Researchers studying the role that women have played in puppetry over the last 300 years of history and how gender has been portrayed through the artform are to develop a contemporary version of Punch and Judy.

Offering a more gender balanced representation of the iconic and at times controversial characters, and drawing upon figures such as the Suffragettes, the show could be set to be unveiled to audiences this summer.

It is being developed by drama experts at the University of Exeter as a public outreach element of The Judy Project, a three-year investigation of women performers and gender in Punch and Judy.

The project, which has been funded by the European Union’s Horizon 2020 programme, is led by Dr Alissa Mello, a Postdoctoral Research Fellow in the Department of Communications, Drama and Film, and an expert in puppetry performance.

“Punch and Judy is both iconic and culturally contentious,” Dr Mello says. “Some audiences view it as misogynistic and of making light of domestic violence. But equally, others understand it as unruly, romping family entertainment and its place within the English cultural heritage of misrule. We are very much aware of those sensitivities at the outset, and we think there could be an interesting dialogue here, speaking to the moment now.”

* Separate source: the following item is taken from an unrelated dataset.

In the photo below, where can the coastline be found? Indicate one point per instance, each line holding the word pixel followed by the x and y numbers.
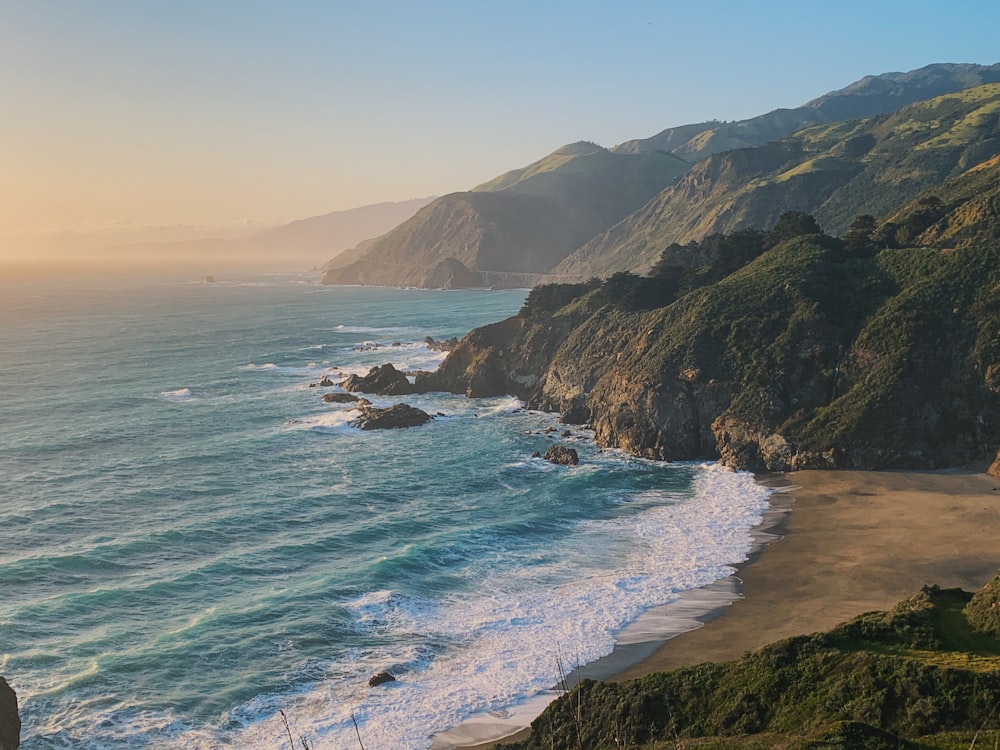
pixel 854 541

Dr Mello has been visiting archives around Europe and the United States to research the changing nature of the characters and the people connected to them. The first documented performance of the Punch character was recorded by Samuel Pepys in his diary on 9 May 1662, when a marionette puppet called Pulcinella, rooted in the commedia dell’arte tradition of Italy, played at Covent Garden and shortly after at the Court of King Charles II. British puppeteers quickly adopted the character, and employed him and sometimes his then wife, Joan, as a disruptive crowd-pleaser.

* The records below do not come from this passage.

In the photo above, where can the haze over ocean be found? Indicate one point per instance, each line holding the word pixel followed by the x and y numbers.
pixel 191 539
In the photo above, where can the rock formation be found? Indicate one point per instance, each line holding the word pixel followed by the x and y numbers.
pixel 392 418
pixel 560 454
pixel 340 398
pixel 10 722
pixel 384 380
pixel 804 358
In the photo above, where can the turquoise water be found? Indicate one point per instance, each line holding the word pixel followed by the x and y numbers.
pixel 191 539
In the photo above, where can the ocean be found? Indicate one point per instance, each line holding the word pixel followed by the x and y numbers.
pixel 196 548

It was not until the late 18th century that the booth show we are more familiar with today began to appear. As the characters became hand puppets, so their new-found portability enabled them to migrate away from urban theatres to become staples of popular street and seaside entertainment. And that was just one of several changes over the years. The cast has also evolved to reflect audience tastes including the introduction of the crocodile and, for a short period of time, Adolf Hitler, to replace the devil, while Punch’s mistress, Pretty Polly, and the Chinese jugglers, to name a few, were phased out.

“We think of Punch and Judy as this very traditional form of entertainment, but it’s actually remained very nimble throughout history,” says Dr Tony Lidington, Lecturer in Drama and an expert in British popular entertainment. “What is without question, though, is its influence on British culture. Punch as a British trope is very much recognised today: Punch – or The London Charivari’ – is a magazine which has cocked a satirical snook at fashions and foibles for almost the last 200 years and the very term of ‘Punch & Judy’ has become synonymous with a rumbustious form of knockabout comedy.

“There are around 250 Punch and Judy Professors working in the country, and it is through their shows and those of pantomime, that most pre-teen children will experience their first live dramatic performance.”

Dr Mello will work with Dr Lidington’s company, Promenade Promotions Limited, to develop the show, and in particular with Spike Lidington, who is an emerging Punch and Judy Professor. Together, they will begin rehearsals early in the New Year, with the piece set to draw upon influences such as 18th century actress/manager Charlotte Charke, who ran her own Punch’s Theatre for a period. The costumes of the characters will also reflect both modern and feminist influences, such as drawing upon the colours of the Suffragettes and the Non-Binary Pride flag.

“With something like Punch and Judy, many people are very clear in their minds as to what it means, and so the fascinating element of this is how do you change what people think?” says Spike Lidington. “Maybe there is a way of changing how people think about and engage with this show. At the same time, we have to balance that with making it funny.”

If everything proceeds to plan, the show could be unveiled to the public this summer, including at popular seaside tourist destinations in the South West.

“My hopes for this project are that it adds to the already rich histories of Punch and Judy, and that it attends to the nuanced complexities of the less heard voices of women who have been engaged with and contributed to it across time.,” adds Dr Mello. “I hope it deepens our understanding of Judy, the performance tradition and performances of gender. It is part of a much larger question of the relationship of women practitioners and the way gender is performed on stage in puppetry in general.”

The Judy Project: A Critical and Historical Investigation of Women and Puppetry from the Eighteenth to the Twenty-First Century is funded by the European Union’s Horizon 2020 research and innovation programme under the Marie Skłodowska-Curie grant.